A lo largo de la obra de uno de los juristas más influyentes del mundo jurídico contemporáneo, Luigi Ferrajoli, ha referido una tríada de crisis del Estado actual. Una de ellas, que es la que nos interesa para efectos de este artículo, es la del Estado legalista hacia un Estado constitucional.
El maestro florentino describe esta crisis más o menos así: en la transición del Ancien Régime a la Francia revolucionaria y napoleónica se logró concretar una forma de igualdad entre los individuos, la igualdad ante la ley.

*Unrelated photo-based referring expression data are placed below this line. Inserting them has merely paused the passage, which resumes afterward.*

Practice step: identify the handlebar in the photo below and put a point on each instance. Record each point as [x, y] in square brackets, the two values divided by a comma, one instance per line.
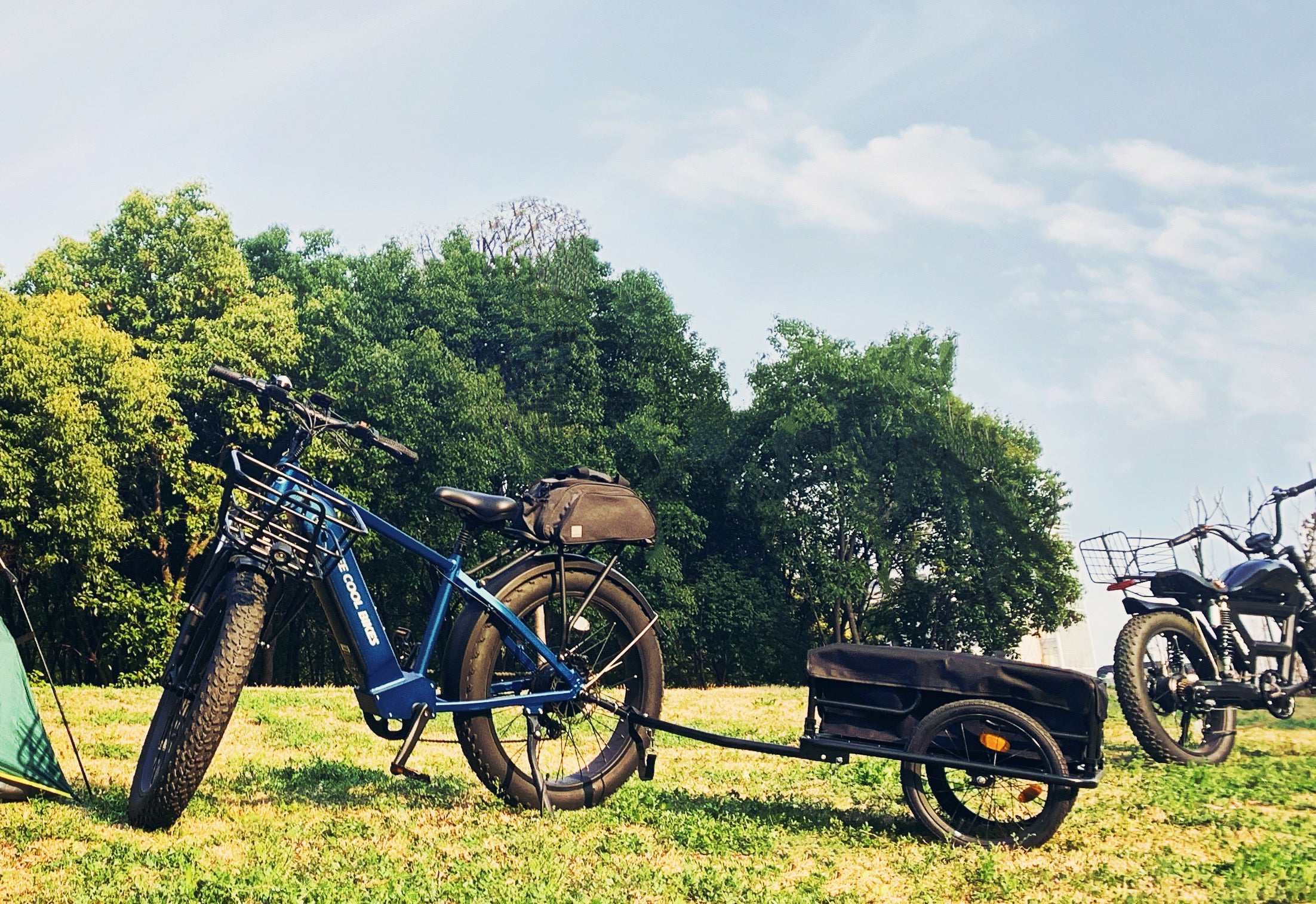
[1294, 491]
[361, 431]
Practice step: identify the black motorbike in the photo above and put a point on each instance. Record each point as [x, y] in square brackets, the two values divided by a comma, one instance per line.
[1198, 649]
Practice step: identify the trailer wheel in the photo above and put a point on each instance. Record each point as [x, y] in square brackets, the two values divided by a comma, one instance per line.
[974, 805]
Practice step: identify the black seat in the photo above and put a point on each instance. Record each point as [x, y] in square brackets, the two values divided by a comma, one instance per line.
[482, 507]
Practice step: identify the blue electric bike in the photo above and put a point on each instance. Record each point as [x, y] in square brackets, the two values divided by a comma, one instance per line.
[540, 662]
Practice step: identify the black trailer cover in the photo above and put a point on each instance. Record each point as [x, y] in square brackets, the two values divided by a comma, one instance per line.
[881, 693]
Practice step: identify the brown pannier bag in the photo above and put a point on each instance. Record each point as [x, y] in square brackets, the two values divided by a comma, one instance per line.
[582, 506]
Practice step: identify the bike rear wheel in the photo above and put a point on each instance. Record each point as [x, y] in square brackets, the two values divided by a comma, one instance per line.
[1158, 657]
[192, 716]
[588, 752]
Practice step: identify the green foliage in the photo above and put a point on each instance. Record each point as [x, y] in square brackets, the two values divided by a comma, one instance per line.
[857, 482]
[81, 420]
[893, 506]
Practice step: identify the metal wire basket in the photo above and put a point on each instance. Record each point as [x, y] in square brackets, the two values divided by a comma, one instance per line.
[275, 515]
[1112, 557]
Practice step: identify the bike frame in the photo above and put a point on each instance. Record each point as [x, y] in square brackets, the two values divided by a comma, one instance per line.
[383, 687]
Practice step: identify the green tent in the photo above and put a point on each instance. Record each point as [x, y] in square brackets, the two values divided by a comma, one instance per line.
[27, 758]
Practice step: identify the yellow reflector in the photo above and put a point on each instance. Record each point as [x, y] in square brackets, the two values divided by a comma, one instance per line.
[1031, 792]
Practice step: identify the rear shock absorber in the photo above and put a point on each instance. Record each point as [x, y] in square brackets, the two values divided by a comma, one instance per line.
[1227, 640]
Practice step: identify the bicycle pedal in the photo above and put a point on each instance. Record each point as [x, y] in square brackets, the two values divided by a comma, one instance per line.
[410, 774]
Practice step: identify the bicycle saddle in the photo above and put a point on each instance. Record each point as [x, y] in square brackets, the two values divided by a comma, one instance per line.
[482, 507]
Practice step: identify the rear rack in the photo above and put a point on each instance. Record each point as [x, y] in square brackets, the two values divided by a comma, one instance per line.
[276, 516]
[1111, 558]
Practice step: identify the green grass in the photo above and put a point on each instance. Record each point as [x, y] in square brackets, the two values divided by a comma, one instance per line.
[299, 807]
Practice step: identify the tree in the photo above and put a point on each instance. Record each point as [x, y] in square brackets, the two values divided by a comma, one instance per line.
[81, 420]
[168, 273]
[893, 508]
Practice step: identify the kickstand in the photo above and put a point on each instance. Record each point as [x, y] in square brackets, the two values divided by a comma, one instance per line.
[532, 751]
[399, 766]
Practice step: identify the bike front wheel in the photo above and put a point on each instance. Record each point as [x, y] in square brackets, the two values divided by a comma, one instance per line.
[195, 711]
[1158, 658]
[586, 752]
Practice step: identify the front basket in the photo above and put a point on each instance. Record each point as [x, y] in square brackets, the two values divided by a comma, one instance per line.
[276, 516]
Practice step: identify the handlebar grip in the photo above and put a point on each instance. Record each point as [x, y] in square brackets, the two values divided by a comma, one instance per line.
[228, 376]
[1185, 537]
[1300, 488]
[395, 449]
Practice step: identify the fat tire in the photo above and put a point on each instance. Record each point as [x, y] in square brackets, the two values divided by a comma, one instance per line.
[1029, 834]
[475, 640]
[157, 803]
[1131, 691]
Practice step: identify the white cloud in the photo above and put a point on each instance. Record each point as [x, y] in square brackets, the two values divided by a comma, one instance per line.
[1146, 389]
[1087, 227]
[1165, 169]
[1173, 269]
[754, 153]
[814, 176]
[1228, 245]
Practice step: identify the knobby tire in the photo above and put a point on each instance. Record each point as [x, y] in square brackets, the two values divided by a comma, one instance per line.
[186, 733]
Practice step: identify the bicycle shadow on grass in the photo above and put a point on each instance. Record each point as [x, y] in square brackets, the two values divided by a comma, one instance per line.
[792, 816]
[332, 783]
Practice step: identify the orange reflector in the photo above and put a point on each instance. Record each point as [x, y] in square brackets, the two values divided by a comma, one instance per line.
[1031, 792]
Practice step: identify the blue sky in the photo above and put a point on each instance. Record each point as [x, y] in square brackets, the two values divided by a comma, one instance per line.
[1111, 204]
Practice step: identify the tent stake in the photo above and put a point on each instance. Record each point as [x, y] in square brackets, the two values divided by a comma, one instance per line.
[50, 678]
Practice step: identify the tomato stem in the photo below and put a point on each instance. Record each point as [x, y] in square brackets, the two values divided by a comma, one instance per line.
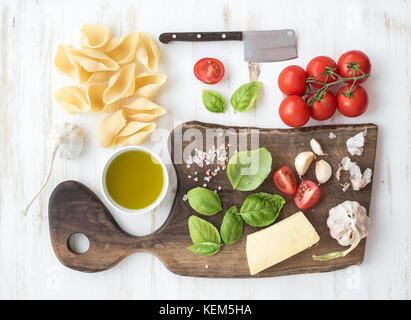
[318, 94]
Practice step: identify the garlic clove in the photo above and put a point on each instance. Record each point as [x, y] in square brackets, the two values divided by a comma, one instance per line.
[302, 162]
[316, 147]
[323, 171]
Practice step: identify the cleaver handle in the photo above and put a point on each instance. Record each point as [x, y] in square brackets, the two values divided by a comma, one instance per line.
[201, 36]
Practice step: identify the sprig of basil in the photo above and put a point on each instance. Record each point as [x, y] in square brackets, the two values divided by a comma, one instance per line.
[205, 237]
[261, 209]
[204, 201]
[205, 248]
[247, 170]
[213, 101]
[244, 97]
[232, 226]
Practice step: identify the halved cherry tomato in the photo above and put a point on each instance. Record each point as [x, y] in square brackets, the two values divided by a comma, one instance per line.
[209, 70]
[294, 111]
[291, 81]
[285, 180]
[354, 60]
[325, 109]
[307, 196]
[354, 105]
[316, 69]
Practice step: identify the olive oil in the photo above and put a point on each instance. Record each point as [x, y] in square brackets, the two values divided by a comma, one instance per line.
[134, 179]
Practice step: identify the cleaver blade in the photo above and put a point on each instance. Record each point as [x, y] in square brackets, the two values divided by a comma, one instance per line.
[270, 45]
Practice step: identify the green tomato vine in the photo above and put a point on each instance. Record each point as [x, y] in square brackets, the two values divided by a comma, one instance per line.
[318, 94]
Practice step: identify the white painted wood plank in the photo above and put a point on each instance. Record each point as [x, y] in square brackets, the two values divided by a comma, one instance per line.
[30, 32]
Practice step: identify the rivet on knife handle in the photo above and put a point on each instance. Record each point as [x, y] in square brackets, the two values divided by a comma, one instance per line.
[200, 36]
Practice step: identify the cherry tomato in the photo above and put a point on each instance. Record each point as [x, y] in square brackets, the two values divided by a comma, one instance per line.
[291, 81]
[209, 70]
[316, 68]
[294, 111]
[352, 59]
[355, 105]
[285, 180]
[325, 109]
[307, 196]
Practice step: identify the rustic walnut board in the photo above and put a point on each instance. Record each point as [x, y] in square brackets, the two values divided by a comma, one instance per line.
[74, 208]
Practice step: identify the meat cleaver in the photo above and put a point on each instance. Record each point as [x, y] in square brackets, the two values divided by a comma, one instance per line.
[259, 46]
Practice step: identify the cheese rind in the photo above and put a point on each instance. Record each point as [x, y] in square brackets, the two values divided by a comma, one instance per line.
[279, 242]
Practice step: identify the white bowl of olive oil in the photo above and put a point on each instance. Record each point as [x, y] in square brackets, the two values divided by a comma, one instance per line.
[134, 180]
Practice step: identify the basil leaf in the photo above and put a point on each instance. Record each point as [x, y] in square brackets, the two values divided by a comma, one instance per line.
[244, 97]
[232, 226]
[205, 248]
[202, 231]
[213, 101]
[204, 201]
[261, 209]
[246, 170]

Ésta se convertiría en la obra magna jurídica mediante la codificación y que hacía realidad uno de los pilares de la revolución francesa.
Sin embargo, como todo proceso, esta idea se desvirtuó al caer en el exceso conocido como legalismo, esto es, la ley se transfiguró en una especie de monolito endiosado que no distinguía las peculiaridades de cada caso en el que se aplicaba, incluso con calzador y que llevó a casos de franca injusticia. Más aún, cuando los aplicadores de esa ley momificada sólo eran simples transmisores del enunciado normativo, sin mayor criterio que la lapidaria voz “lo que diga la ley”.
Este proceso desfigurante del Derecho y de las libertades ha cedido el paso a un Estado constitucional en el cual, entre otros elementos que le caracterizan, distingue entre el mandato del legislador que es general, abstracto e impersonal, y el criterio judicial que individualiza la aplicación de la ley en atención a las especificaciones casuísticas. Y, sobre todo, en atención al respeto de los derechos fundamentales de los individuos de cada caso, más aún si se trata de la materia penal.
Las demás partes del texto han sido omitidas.